Tuesday October 11 2022
A hydroelectric dam in Ethiopia

A hydroelectric dam in Ethiopia. PHOTO | FILE | AFP


Ethiopia’s power agency has earned $13 million from exporting electricity to Sudan and Djibouti, it announced on Monday.

According to Ethiopian Electric Power (EEP), the state power utility, the money was secured in the last two months of the Ethiopian fiscal year.

The figures show that the country earned $5.61 million from exporting 112.36 million kWh electricity to Sudan and $7.42 million from exporting 120.39 million kWh electricity to Djibouti.

Read: Djibouti, Ethiopia to launch second power link

Initially, Ethiopia planned to earn more than $18.55 million by exporting more than 349.56 million kilowatt hours of electricity to Sudan and Djibouti in the last two months.

However, it only managed to export 232.76 million kilowatt hours of electricity and earned $13.04 million, achieving only 70.29 percent of its planned earnings.

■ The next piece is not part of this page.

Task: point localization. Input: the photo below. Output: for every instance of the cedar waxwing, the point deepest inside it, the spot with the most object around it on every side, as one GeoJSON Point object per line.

The total electricity sold was 116.8 million kilowatt hours which is 33.42 percent less than what was planned.

Power export to Djibouti saw a rise exceeding the initial target by more than 12.29 percent.

On the contrary, Sudan's power import from Ethiopia saw a decline—only 46.36 percent of expected power output was sold to Sudan, one of the region's largest country.

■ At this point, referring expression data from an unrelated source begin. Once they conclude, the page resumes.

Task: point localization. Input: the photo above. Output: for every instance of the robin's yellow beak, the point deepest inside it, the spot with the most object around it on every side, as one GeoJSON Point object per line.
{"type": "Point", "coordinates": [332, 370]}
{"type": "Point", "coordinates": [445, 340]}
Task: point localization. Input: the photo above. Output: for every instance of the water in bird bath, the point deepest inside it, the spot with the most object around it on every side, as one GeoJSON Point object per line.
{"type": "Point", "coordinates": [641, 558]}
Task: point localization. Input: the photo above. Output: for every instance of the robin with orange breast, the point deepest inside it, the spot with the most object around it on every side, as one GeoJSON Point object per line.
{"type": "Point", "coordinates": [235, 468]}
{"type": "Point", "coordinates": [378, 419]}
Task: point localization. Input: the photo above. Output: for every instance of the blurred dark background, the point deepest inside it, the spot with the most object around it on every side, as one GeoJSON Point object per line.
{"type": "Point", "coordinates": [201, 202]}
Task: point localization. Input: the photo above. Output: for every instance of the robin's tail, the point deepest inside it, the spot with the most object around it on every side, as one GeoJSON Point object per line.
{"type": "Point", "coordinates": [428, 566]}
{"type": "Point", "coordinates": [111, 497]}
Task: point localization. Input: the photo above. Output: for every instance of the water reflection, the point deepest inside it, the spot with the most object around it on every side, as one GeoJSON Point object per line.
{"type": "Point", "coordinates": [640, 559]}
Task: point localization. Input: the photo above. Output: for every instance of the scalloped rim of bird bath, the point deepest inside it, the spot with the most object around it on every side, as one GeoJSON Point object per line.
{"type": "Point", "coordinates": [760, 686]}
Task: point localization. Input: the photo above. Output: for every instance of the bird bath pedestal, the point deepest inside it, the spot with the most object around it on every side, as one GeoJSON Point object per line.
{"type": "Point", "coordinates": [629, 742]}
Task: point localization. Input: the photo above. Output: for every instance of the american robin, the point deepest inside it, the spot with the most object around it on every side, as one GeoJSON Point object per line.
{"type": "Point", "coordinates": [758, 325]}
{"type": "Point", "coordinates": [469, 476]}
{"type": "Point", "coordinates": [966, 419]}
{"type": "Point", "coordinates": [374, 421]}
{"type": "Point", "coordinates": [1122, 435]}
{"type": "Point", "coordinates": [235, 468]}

The reported decline was due to reduced demand from the Sudanese electricity company, EEP said without giving further details.

Read: Lessons from Ethiopia’s waste-to-energy facility

During the last two years, relations between Sudan and Ethiopia has deteriorated over the disputed border region of al-Fashaga.

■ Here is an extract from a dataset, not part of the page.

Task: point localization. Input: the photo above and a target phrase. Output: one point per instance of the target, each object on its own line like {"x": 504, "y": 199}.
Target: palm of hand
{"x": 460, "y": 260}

Ethiopia's mega-dam project, which is being constructed on the Nile river, has also been an intermittent source of tension between the two.

Sudan and Egypt fear that the Grand Ethiopian Renaissance Dam, which is set to be Africa's largest and which Addis Ababa is filling so it can produce electricity, would eventually diminish water flow to the downstream countries.